CHARLOTTE – Levine Museum of the New South is hosting a 10-panel history exhibit, “ACLU of North Carolina: Fifty Years of Protecting Liberty,” that chronicles the American Civil Liberties Union’s work defending civil liberties in North Carolina since the founding of its North Carolina affiliate in 1965.
The exhibit, which recounts the ACLU of North Carolina’s work on eight key civil liberties issues – free speech, voting rights, privacy rights, criminal justice reform, LGBT equality, women’s rights, racial justice, and religious liberty – is on display at Levine Museum of the New South 200 E. 7th Street in Charlotte through July 12
“This exhibit provides the public with an opportunity to learn about the history of civil liberties in our state and the unique role the ACLU of North Carolina has played in many important struggles for individual rights over the last half century,” said Jennifer Rudinger, who has served as executive director of the ACLU-NC since May 2004. “Much has changed in North Carolina over the last fifty years, but the core principle guiding the ACLU-NC has remained the same: If the rights of society’s most vulnerable members are denied, everyone’s rights are imperiled.
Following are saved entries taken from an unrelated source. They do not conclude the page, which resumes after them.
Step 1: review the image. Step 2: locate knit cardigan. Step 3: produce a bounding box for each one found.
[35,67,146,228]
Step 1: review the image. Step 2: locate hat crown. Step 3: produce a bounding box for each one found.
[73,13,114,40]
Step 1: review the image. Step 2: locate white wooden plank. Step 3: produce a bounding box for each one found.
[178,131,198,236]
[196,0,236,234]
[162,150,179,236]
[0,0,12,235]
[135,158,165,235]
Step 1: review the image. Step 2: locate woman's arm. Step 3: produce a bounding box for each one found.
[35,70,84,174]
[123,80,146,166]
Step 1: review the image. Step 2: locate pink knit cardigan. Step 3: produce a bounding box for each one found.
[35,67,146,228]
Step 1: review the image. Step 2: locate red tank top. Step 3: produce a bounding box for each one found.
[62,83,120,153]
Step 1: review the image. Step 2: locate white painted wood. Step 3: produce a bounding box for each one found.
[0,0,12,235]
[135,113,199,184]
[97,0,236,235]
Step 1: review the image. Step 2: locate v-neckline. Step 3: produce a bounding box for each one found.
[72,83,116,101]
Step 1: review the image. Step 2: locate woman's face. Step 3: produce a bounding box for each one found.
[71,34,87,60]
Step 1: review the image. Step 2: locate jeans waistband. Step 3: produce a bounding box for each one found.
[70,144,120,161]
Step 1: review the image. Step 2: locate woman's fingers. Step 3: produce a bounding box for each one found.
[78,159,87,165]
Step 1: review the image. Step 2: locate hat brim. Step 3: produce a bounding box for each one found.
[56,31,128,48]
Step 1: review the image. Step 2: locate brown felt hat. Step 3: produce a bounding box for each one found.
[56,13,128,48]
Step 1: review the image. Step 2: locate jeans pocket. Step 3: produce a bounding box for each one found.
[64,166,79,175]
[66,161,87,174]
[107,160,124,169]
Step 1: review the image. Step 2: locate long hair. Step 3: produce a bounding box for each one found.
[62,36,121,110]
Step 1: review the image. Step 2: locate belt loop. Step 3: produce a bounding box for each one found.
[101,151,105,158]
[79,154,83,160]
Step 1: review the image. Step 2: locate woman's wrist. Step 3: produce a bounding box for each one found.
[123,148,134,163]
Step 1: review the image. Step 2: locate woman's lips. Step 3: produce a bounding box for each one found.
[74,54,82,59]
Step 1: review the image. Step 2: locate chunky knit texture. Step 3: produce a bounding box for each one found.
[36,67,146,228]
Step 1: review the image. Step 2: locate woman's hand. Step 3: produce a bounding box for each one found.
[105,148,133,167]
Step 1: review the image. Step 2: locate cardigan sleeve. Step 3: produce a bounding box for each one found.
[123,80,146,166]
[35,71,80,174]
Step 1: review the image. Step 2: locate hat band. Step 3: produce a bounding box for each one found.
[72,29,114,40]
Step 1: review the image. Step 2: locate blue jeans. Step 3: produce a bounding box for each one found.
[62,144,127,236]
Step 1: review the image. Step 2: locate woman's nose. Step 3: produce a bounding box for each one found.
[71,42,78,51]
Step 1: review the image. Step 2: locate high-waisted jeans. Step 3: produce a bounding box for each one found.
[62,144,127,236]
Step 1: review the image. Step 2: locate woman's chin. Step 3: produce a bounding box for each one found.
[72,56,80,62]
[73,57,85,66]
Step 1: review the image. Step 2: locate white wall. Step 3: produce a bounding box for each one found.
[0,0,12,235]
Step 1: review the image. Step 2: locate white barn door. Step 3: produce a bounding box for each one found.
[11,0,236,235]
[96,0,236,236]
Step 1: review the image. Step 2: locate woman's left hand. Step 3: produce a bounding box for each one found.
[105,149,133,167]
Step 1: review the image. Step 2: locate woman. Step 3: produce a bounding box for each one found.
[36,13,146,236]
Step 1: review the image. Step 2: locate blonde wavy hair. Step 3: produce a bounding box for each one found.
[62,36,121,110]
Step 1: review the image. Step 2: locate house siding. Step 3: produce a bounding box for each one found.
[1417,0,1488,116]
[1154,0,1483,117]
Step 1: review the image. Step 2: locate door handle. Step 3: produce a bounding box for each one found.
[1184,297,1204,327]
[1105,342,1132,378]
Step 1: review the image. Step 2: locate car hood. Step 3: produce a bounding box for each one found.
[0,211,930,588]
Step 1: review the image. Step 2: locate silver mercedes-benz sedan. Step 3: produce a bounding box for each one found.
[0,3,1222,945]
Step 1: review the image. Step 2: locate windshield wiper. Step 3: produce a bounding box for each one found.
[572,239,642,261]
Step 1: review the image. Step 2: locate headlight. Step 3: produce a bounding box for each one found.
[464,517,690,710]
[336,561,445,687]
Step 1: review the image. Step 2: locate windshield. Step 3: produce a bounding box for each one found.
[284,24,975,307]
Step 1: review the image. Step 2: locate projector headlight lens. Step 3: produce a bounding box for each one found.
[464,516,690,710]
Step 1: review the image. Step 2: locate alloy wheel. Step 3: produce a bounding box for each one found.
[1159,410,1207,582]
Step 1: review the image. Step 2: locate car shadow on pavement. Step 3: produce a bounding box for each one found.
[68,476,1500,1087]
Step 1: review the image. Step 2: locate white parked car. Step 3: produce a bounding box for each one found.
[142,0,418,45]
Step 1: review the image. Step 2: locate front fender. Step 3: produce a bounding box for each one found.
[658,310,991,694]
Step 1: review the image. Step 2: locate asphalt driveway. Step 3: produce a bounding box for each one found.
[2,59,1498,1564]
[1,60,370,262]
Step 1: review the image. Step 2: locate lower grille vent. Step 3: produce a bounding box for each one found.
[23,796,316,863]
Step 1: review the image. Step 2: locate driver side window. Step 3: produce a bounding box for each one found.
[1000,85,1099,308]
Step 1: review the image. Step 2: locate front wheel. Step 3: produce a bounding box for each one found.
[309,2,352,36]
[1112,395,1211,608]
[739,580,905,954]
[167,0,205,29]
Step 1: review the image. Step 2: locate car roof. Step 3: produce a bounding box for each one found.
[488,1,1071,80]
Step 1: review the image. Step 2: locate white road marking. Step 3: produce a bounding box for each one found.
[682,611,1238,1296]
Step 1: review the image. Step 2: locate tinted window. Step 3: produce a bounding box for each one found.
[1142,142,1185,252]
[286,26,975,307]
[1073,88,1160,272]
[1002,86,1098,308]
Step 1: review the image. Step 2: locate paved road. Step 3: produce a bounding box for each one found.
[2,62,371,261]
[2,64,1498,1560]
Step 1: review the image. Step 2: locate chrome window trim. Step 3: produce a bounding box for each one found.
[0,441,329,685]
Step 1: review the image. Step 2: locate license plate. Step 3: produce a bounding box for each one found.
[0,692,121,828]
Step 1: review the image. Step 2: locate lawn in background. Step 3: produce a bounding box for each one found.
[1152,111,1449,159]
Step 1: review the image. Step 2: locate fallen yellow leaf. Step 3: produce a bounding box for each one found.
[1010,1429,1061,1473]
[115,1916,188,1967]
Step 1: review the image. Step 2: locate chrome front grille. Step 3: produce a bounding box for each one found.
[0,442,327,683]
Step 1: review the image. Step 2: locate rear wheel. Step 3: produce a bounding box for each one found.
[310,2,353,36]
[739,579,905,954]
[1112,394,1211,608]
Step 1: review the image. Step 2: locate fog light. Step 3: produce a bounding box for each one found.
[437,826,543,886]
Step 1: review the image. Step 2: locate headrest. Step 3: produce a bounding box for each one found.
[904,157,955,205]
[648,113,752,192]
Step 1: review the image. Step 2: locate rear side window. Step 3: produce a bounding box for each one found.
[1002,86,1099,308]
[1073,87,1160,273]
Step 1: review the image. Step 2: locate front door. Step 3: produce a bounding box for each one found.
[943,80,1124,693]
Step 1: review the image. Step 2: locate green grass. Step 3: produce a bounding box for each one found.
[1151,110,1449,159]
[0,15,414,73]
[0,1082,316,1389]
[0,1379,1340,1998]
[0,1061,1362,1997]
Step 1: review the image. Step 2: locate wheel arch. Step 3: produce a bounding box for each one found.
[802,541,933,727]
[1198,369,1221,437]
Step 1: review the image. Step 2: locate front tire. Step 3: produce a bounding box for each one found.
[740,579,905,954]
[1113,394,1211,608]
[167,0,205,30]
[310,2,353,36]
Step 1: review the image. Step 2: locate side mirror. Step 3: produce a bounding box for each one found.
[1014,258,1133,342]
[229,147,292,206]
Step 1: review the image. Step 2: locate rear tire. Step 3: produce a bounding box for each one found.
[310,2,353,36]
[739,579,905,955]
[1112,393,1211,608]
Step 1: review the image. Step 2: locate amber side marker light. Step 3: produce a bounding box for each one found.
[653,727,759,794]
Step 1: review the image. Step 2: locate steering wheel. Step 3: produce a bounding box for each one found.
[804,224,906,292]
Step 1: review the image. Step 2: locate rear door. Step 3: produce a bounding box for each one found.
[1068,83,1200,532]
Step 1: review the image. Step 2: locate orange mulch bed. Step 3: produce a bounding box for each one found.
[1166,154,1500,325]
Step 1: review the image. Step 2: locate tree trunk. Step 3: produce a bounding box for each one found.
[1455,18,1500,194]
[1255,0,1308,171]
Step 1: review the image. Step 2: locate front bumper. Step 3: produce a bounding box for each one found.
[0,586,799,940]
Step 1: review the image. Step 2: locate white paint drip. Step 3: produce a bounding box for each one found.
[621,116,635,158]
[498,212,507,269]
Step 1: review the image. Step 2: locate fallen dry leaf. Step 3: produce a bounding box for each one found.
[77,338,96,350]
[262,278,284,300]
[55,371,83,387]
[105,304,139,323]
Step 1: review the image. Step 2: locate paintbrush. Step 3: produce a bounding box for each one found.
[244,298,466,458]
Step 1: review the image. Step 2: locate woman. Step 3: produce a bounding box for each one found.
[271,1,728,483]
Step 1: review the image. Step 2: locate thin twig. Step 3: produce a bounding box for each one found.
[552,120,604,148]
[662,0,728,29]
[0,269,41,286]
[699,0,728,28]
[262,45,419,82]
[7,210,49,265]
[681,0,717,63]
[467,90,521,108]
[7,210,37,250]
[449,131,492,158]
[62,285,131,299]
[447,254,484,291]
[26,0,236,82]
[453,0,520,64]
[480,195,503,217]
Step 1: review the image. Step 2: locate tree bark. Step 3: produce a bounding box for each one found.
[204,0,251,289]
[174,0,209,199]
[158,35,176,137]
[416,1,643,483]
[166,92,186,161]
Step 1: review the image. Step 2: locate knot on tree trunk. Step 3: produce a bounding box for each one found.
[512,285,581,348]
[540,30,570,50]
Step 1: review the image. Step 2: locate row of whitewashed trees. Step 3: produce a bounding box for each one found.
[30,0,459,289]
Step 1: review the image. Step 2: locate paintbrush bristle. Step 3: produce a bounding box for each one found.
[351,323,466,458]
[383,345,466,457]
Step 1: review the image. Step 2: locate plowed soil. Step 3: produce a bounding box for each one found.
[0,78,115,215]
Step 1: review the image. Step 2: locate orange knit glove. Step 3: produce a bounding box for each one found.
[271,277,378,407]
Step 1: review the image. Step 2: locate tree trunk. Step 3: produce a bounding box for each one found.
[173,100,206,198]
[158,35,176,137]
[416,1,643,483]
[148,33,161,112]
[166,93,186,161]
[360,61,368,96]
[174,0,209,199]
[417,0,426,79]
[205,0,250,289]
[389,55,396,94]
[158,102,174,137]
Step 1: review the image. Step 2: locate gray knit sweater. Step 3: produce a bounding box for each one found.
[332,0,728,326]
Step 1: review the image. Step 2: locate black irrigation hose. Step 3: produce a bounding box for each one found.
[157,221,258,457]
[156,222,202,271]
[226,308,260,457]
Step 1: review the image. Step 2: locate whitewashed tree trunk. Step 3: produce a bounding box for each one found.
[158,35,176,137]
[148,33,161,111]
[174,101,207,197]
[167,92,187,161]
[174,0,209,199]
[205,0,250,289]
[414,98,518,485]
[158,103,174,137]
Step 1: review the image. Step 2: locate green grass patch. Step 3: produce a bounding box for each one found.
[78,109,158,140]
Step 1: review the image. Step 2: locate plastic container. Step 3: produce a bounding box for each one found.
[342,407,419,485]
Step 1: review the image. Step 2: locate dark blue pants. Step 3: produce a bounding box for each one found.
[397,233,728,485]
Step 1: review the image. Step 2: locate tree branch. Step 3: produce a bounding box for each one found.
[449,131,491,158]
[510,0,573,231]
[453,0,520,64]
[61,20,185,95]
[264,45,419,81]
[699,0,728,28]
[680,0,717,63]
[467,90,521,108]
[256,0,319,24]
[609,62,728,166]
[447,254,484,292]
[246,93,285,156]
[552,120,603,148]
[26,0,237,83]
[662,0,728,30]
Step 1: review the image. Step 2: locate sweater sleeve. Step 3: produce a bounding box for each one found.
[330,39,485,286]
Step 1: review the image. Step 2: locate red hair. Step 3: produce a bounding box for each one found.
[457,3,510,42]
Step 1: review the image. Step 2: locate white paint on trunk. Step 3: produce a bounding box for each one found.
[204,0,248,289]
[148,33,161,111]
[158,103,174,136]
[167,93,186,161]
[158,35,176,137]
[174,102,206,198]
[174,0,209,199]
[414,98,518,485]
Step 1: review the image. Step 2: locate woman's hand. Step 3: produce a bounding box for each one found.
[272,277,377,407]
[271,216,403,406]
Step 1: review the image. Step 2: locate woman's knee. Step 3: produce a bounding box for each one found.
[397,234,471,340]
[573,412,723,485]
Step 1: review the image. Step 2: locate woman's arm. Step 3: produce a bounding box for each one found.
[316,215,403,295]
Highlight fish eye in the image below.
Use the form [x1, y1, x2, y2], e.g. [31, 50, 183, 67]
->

Those who see this exhibit will hopefully walk away remembering that freedom can’t protect itself, and that the ACLU of North Carolina, while controversial to some, has spent five decades working on the front lines to protect and advance civil liberties for all North Carolinians.”
The ACLU of North Carolina was founded by a committed group of volunteers in 1965 to challenge North Carolina’s “speaker ban,” which prohibited so-called “radicals” from speaking at state universities; the ACLU-NC successfully challenged the law in court as a violation of the First Amendment. At the time, there were about 300 dues-paying ACLU members in the state. Fifty years later, the ACLU-NC boasts a full-time staff based in Raleigh and more than 12,000 members and supporters across the state. The organization has gone on to play a leading role in legal and advocacy campaigns to protect voting rights, secure the freedom to marry for same-sex couples, reform North Carolina’s criminal justice system, and defend many other civil liberties over the past 50 years.
The exhibit is sponsored by the ACLU of North Carolina, the Duke Human Rights Center at the Franklin Humanities Institute, the Human Rights Archive at the Rubenstein Library, and the John Hope Franklin Research Center for African and African American History and Culture. The research for the exhibit was compiled by Amanda Hughett, and it was designed by Pam Chastain and Jim Jarvis.